The TSA searchers and the cops work together as a team, not unlike the way that many companies are structured in classic “double breasted” fashion, setting up an operating entity with no assets and a non-operating corporate entity that holds all the company’s assets (preferably in a low-tax nation), which makes the company immune to lawsuits. The engine that drives this sham is intellectual property, which is “licensed” (generally at far above market value) from one arm of the corporate structure to the other, and !SHAZAM! – no tax and no legal liability.

The unholy alliance of police officers and TSA officers has roughly similar advantages that allow the duo to get away with doing things without the liabilities that they would otherwise be penalized with if just one or the other performed those security/police functions.

ECA (profile) says:

An agency that keeps expanding..

WHy was this section of gov. created??

HASNT the reasoning for it, Passed?? All those responsible are dead..

Where are the cameras?? Where is the AUDIO recordings??

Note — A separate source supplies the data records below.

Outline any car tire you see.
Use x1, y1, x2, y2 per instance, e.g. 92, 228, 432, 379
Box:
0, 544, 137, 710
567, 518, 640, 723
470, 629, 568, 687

Without Protection for being an Officer.
Sue them as individuals??
Do they get FEDERAL lawyers??
Do they HAVE TO show up in court, and not be paid while AT COURT??

Private search, and She was allowed to bring in ALL her luggage, and her Purse?? Which should have been SEPARATE and searched independently..
SHE could have pulled a Machine gun out and HURT herself..

btr1701 (profile) says:

Separation of Powers

> Thanks, Judge Krause. I’m sure Congress will get right on
> that.

The fact that one branch of government isn’t doing its job efficiently hardly gives another branch the right to step in and just assume those powers for itself.

Congress’s lack of action doesn’t suddenly empower the Judicial Branch beyond what is provided for in the Constitution.

Despite what Cushing and many others apparently believe, the judiciary is not some kind of super-legislature that can jump into action whenever the actual legislature is being unresponsive.